Мать, которая часто клала меня с собой, услышала мой тихий плач, проснулась и стала ласкать меня. Я схватил ее руку, прижался к ней и стал целовать. Ощущение ее теплого живого тела и ее любящая ласка меня успокоили, и я вскоре заснул. Но, и засыпая, я чувствовал, что где-то тут близко, за запертыми ставнями, в темном саду, в затканных темнотою углах комнат есть что-то особенное, печальное, жуткое, непонятное, насторожившееся, страшное и – живое таинственной жизнью «того света»… А жизнь «того света» почему-то враждебна нашей жизни…
Таким образом мистический ужас уже был готов в наших детских душах, и, конечно, его только раздувала окружавшая нас среда. У моей сестренки, которая была моложе меня на два с половиной года, была старая нянька, которая должна была присматривать и за нами[22]. Это было маленькое существо, с морщинистым лицом и большой «кичкой» на голове, отчего голова казалась огромной. Она знала много страшных рассказов, больше, впрочем, из разбойничьего быта. Особенное впечатление производил на нас рассказ о матери и дочери. Разбойник ночью застал в доме только мать с дочерью и стал требовать денег. Мать сказала, что деньги в погребе, и повела туда разбойника. Дочь шла впереди «с каганцем» (светильня), разбойник за ней, а мать сзади. И вот, когда разбойник вошел в погреб, мать захлопнула дверь… Дочь осталась с разбойником.

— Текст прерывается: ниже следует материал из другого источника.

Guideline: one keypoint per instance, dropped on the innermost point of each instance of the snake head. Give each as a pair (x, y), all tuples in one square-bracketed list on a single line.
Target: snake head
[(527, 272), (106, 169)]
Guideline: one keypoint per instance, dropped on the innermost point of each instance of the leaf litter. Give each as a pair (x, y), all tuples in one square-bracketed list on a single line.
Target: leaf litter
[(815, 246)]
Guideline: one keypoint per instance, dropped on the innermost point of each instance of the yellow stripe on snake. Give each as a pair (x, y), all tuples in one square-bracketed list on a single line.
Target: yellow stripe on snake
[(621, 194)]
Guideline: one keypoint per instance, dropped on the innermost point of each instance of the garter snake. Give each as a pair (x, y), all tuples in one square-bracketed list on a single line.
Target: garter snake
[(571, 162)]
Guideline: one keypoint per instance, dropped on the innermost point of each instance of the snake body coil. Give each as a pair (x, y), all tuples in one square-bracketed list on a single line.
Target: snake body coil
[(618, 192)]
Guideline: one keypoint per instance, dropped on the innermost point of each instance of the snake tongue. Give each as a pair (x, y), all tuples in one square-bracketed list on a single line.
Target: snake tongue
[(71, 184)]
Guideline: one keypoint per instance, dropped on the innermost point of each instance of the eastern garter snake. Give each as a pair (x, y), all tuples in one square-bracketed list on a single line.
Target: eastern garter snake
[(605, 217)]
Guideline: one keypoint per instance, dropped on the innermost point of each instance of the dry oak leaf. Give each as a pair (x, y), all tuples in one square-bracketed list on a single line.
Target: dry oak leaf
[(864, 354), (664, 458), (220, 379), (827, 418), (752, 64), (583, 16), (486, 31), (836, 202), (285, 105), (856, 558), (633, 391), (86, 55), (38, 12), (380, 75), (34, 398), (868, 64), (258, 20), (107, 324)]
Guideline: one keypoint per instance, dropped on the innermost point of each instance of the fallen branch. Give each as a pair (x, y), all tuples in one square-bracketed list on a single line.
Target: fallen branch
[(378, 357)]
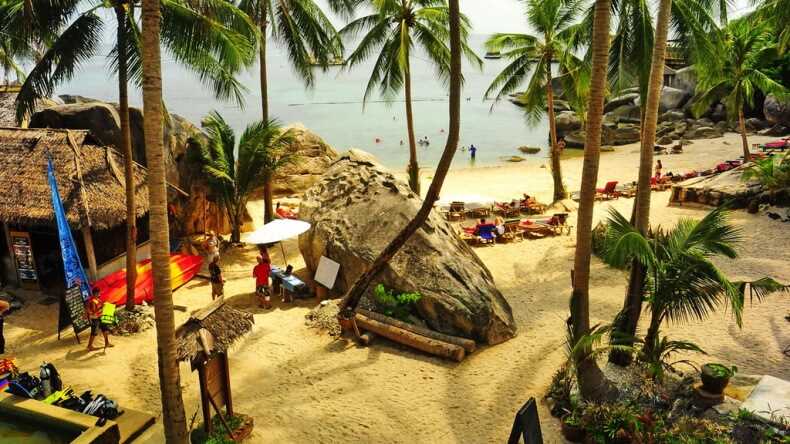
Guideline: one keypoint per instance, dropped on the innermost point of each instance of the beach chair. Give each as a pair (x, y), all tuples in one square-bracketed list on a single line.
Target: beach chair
[(608, 192), (486, 234)]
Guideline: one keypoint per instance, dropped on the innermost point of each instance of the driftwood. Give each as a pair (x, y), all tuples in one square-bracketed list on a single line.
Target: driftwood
[(469, 345), (405, 337)]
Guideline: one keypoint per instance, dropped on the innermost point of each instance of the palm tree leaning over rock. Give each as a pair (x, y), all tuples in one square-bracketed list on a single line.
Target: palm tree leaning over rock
[(554, 21), (736, 72), (173, 416), (261, 150), (591, 380), (457, 46), (208, 47), (394, 29), (307, 35)]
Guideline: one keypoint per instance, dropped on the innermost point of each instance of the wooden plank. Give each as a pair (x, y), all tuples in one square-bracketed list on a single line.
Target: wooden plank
[(469, 345), (414, 340)]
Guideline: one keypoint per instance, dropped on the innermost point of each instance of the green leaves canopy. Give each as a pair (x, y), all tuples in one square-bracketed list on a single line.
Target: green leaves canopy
[(197, 38)]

Дальнейшее представляло короткую поэму мучительства и смерти. Дочь из погреба молит мать открыть дверь… – Ой, мамо, мамо! Вiдчинiть, бо вiн мене зарiже… – «Ой, доню, доню, нещасна наша доля… Як вiдчиню, то зарiже обоих…» – Ой, мамо, мамо, – молит опять дочь… – И шаг за шагом в этом диалоге у запертой двери развертывается картина зверских мучений, которая кончается последним восклицанием: – Не вiдчиняйте, мамо, бо вже менi й кишки висотав… – И тогда в темном погребе все стихает…
Старуха сама оживала при этих рассказах. Весь день она сонно щипала перья, которых нащипывала целые горы… Но тут, в вечерний час, в полутемной комнате, она входила в роли, говорила басом от лица разбойника и плачущим речитативом от лица матери. Когда же дочь в последний раз прощалась с матерью, то голос старухи жалобно дрожал и замирал, точно в самом деле слышался из-за глухо запертой двери…
Этим она пыталась нас усыпить, но, разумеется, сон улетал, как вспугнутая птица, и, закрываясь с головой от страшного впечатления, мы засыпали только глубокой ночью…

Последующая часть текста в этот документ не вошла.